Today brought two must-read articles showing why the people-power struggle succeeded in Egypt:
A Tunisian-Egyptian Link That Shook Arab History from the New York Times provides very interesting background on the organizers of the Egyptian people-power revolution and what happened from day to day. It discusses how the organizers learned from previous successful nonviolent efforts, especially by Otpor in Yugoslavia and the recent effort in Tunisia.
...Breaking free from older veterans of the Arab political opposition, they relied on tactics of nonviolent resistance channeled from an American scholar through a Serbian youth brigade — but also on marketing tactics borrowed from Silicon Valley...
For their part, Mr. Maher and his colleagues began reading about nonviolent struggles. They were especially drawn to a Serbian youth movement called Otpor, which had helped topple the dictator Slobodan Milosevic by drawing on the ideas of an American political thinker, Gene Sharp. The hallmark of Mr. Sharp’s work is well-tailored to Mr. Mubark’s Egypt: He argues that nonviolence is a singularly effective way to undermine police states that might cite violent resistance to justify repression in the name of stability...
The (Sometimes) Incredible Power of Nonviolent Protest by Michael Schwarz published at the Huffington Post offers information about why this revolution was successful compared to other unsuccessful efforts, such as the Chinese Tiananmen Square demonstrations in 1989.
He emphasizes how much economic power the movement was able to exert against the military elite and domestic and foreign corporations, particularly compromising the crucial tourist industry. He sees this economic power as critical to pushing military and corporate leaders to distance themselves from President Mubarek.
...From their inception, the huge protests threatened the billions of dollars that the leaders and chief beneficiaries of the Mubarak regime had acquired during their 30-year reign of terror, corruption, and accumulation. To the generals in particular, it was surely apparent that the massive acts of brutality necessary to suppress the uprising would have caused perhaps irreparable harm, threatening its vast economic interests. In other words, either trying to outwait the revolutionaries or imposing the Tiananmen solution risked the downfall of the economic empires of Egypt’s ruling groups...

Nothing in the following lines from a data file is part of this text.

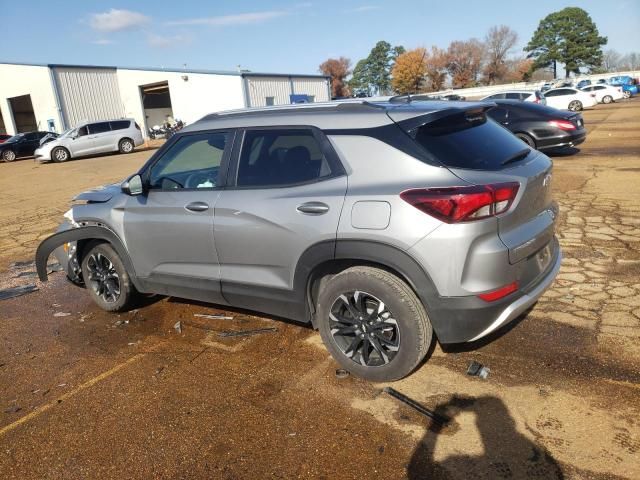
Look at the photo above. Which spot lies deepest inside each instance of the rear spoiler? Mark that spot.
(410, 119)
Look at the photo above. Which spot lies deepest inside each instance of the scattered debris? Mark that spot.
(246, 333)
(416, 406)
(212, 317)
(478, 370)
(17, 291)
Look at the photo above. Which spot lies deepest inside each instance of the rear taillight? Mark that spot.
(463, 204)
(562, 124)
(499, 293)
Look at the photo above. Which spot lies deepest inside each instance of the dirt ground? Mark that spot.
(84, 394)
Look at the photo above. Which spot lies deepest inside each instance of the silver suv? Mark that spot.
(379, 223)
(92, 138)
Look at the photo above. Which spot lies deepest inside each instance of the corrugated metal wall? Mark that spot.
(88, 94)
(280, 88)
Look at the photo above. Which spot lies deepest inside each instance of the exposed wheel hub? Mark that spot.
(364, 329)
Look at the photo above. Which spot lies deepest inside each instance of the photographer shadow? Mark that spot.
(507, 453)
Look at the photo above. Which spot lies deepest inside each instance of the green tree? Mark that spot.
(372, 75)
(568, 36)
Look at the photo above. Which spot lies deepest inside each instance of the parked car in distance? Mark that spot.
(583, 83)
(605, 93)
(92, 138)
(539, 126)
(21, 145)
(326, 213)
(569, 99)
(535, 96)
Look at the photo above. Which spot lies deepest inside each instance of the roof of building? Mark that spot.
(242, 73)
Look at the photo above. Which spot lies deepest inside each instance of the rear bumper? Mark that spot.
(466, 319)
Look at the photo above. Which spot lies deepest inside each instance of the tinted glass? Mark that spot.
(192, 162)
(99, 127)
(281, 157)
(471, 142)
(120, 125)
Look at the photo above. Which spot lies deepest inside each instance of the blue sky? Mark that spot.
(271, 36)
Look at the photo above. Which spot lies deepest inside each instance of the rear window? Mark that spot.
(469, 141)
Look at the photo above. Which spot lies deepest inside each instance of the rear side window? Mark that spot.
(120, 125)
(100, 127)
(469, 141)
(281, 157)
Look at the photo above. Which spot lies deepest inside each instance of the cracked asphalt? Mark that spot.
(85, 394)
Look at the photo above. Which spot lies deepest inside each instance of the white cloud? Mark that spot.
(115, 20)
(167, 41)
(231, 20)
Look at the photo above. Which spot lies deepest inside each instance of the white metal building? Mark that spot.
(57, 97)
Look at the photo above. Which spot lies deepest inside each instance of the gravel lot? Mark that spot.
(91, 395)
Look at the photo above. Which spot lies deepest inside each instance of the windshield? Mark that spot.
(15, 138)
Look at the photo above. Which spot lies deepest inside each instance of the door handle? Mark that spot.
(313, 208)
(197, 207)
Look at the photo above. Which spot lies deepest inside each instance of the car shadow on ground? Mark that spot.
(506, 452)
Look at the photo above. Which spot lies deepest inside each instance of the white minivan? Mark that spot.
(92, 138)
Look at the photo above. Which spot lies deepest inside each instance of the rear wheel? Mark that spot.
(8, 155)
(126, 145)
(60, 154)
(107, 279)
(373, 324)
(528, 139)
(575, 105)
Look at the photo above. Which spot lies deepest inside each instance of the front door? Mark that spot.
(169, 230)
(287, 196)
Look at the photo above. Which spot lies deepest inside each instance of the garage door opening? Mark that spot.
(23, 116)
(156, 103)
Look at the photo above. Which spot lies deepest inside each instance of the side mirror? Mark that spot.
(133, 185)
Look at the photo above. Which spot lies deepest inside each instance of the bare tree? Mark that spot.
(498, 42)
(338, 69)
(464, 61)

Put simply, from the beginning, the Egyptian uprising had the effect of a general strike. Starting on January 25th, the first day of the protest, tourism -- the largest industry in the country, which had just begun its high season -- went into free fall. After two weeks, the industry had simply “ground to a halt,” leaving a significant portion of the two million workers it supported with reduced wages or none at all, and the few remaining tourists rattling around empty hotels, catching the pyramids, if at all, on television...

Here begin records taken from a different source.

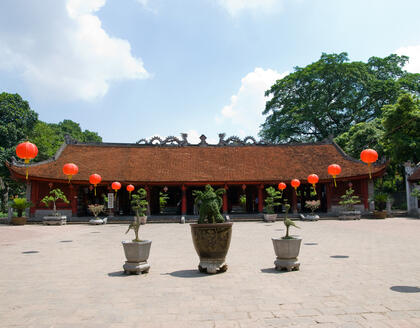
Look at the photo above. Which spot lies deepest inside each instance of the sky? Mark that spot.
(132, 69)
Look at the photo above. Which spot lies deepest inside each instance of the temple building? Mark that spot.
(245, 168)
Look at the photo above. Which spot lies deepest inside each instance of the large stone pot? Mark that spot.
(211, 242)
(270, 217)
(136, 253)
(287, 251)
(21, 220)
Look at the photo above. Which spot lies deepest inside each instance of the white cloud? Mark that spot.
(234, 7)
(61, 50)
(413, 52)
(246, 106)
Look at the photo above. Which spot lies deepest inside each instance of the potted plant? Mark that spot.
(96, 209)
(136, 251)
(348, 200)
(51, 199)
(19, 204)
(211, 235)
(312, 205)
(271, 200)
(380, 199)
(139, 205)
(287, 248)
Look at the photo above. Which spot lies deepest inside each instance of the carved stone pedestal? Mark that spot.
(212, 266)
(287, 264)
(136, 267)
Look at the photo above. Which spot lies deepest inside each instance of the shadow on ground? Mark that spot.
(405, 289)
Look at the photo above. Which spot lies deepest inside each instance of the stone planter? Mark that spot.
(287, 251)
(270, 217)
(54, 220)
(211, 242)
(350, 215)
(379, 214)
(21, 220)
(136, 253)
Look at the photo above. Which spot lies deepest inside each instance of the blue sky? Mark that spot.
(131, 69)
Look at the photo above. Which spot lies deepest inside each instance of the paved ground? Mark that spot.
(353, 274)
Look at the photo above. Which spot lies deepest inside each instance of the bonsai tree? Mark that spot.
(163, 200)
(288, 222)
(272, 199)
(312, 205)
(348, 200)
(20, 204)
(96, 209)
(380, 201)
(139, 206)
(209, 202)
(52, 198)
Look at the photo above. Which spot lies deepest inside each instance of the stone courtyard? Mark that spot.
(353, 274)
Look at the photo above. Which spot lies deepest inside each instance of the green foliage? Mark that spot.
(380, 199)
(209, 202)
(401, 123)
(20, 204)
(271, 200)
(348, 200)
(312, 205)
(139, 203)
(96, 209)
(51, 199)
(163, 200)
(329, 96)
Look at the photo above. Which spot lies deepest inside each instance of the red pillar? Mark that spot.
(365, 194)
(184, 200)
(225, 201)
(260, 198)
(294, 201)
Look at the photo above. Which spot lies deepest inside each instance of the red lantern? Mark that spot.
(295, 184)
(116, 186)
(313, 179)
(95, 179)
(70, 169)
(369, 156)
(282, 186)
(27, 151)
(334, 170)
(130, 188)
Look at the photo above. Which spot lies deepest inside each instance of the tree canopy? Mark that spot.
(329, 96)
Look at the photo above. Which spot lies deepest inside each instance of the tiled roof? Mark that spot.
(146, 163)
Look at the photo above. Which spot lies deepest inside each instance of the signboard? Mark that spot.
(111, 200)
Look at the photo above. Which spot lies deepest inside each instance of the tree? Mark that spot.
(16, 121)
(329, 96)
(401, 123)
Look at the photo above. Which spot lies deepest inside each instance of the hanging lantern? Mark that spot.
(369, 156)
(95, 179)
(27, 151)
(70, 169)
(130, 188)
(116, 186)
(295, 184)
(334, 170)
(313, 179)
(281, 187)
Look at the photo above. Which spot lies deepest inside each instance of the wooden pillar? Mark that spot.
(260, 198)
(184, 200)
(365, 194)
(328, 193)
(225, 200)
(294, 201)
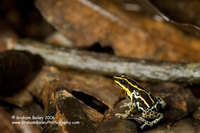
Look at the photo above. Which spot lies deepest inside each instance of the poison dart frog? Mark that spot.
(141, 99)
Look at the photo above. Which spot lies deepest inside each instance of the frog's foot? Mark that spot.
(129, 104)
(149, 123)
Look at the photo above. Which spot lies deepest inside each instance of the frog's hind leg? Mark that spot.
(149, 123)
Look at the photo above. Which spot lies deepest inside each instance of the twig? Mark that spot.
(145, 70)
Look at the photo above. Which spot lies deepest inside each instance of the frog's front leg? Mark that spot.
(150, 123)
(130, 105)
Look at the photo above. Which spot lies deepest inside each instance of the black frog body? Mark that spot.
(142, 99)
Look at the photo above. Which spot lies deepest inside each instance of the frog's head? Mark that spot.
(124, 83)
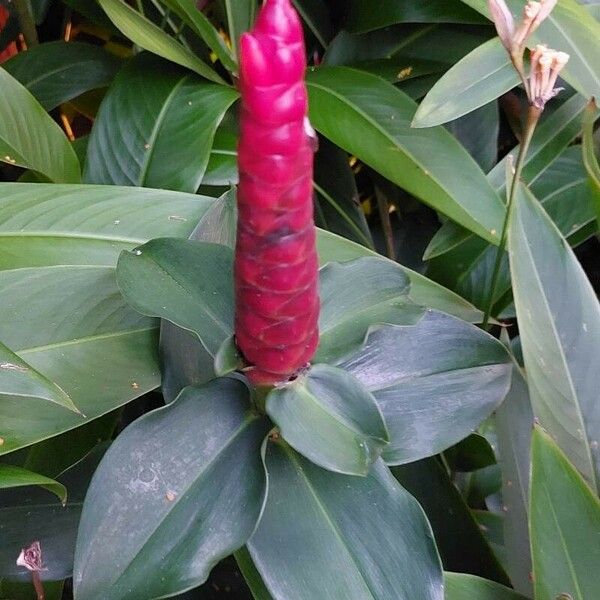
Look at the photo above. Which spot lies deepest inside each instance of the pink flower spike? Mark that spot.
(31, 558)
(503, 20)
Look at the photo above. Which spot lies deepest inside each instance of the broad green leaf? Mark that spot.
(461, 586)
(423, 291)
(316, 16)
(514, 423)
(478, 132)
(149, 36)
(327, 416)
(197, 21)
(56, 72)
(458, 537)
(354, 296)
(12, 476)
(17, 378)
(29, 514)
(571, 29)
(559, 323)
(338, 206)
(334, 537)
(360, 16)
(565, 525)
(189, 480)
(589, 155)
(170, 145)
(480, 77)
(435, 382)
(369, 117)
(30, 138)
(240, 18)
(186, 282)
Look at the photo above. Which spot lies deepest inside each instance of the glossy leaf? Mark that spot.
(458, 537)
(240, 18)
(56, 72)
(354, 296)
(170, 145)
(572, 30)
(371, 119)
(480, 77)
(565, 525)
(189, 480)
(17, 378)
(514, 423)
(589, 155)
(329, 417)
(559, 323)
(161, 279)
(61, 310)
(461, 586)
(30, 138)
(435, 382)
(334, 537)
(30, 514)
(12, 476)
(149, 36)
(197, 21)
(360, 16)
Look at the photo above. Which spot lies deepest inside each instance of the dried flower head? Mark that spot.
(31, 558)
(546, 65)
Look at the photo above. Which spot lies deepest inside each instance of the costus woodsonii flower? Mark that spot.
(276, 265)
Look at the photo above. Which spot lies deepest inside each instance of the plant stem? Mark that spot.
(26, 22)
(37, 584)
(533, 116)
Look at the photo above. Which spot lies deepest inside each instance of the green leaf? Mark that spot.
(460, 586)
(60, 308)
(565, 525)
(19, 379)
(170, 145)
(356, 294)
(30, 138)
(162, 279)
(514, 423)
(149, 36)
(338, 207)
(480, 77)
(328, 536)
(459, 539)
(423, 291)
(559, 323)
(196, 21)
(571, 29)
(360, 17)
(435, 382)
(189, 480)
(370, 118)
(56, 72)
(29, 514)
(316, 15)
(12, 476)
(589, 155)
(327, 416)
(552, 136)
(240, 18)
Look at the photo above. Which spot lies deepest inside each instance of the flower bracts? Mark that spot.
(276, 266)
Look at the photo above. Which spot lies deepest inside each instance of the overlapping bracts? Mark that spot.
(276, 266)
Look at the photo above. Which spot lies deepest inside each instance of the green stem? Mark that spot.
(26, 22)
(533, 116)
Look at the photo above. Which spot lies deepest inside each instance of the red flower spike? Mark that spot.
(276, 266)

Both of these articles are worth reading in full.
For reference, here are two manuals by a the Center for Applied NonViolent Action and Strategies -- CANVAS (former Otpor leaders) about how to conduct a nonviolent revolution against a repressive military regime:
CANVAS, Nonviolent Struggle: 50 Crucial Points (long pdf)
CANVAS Core Curriculum: A Guide to Effective Nonviolent Struggle, Student Book (long pdf)
Similar information is available from Gene Sharp's Albert Einstein Institute
By the way, I know that the people-power revolution in Egypt was not completely nonviolent: people fought back violently against the police and the pro-Mubarek thugs, throwing rocks and burning vehicles and buildings. But compared to armed insurrection, in which typically a small group of people deliberately take up arms and attempt to violently attack and destroy the police/military, I believe this revolution falls more in the category of nonviolent struggle. It was civilian-based, it broadly encompassed a large percent of the population, it relied primarily on refusing to consent with authority -- using nonviolent tactics such as rallies, strikes, and occupations -- rather than destroying the opposition, and its stated goal was the creation of a democratic government responsive to ordinary people and respecting of human, civil, and economic rights (rather than assumption of governmental power by a small, violent insurrectionary group). To me, these are the critical aspects of a strategic nonviolent struggle.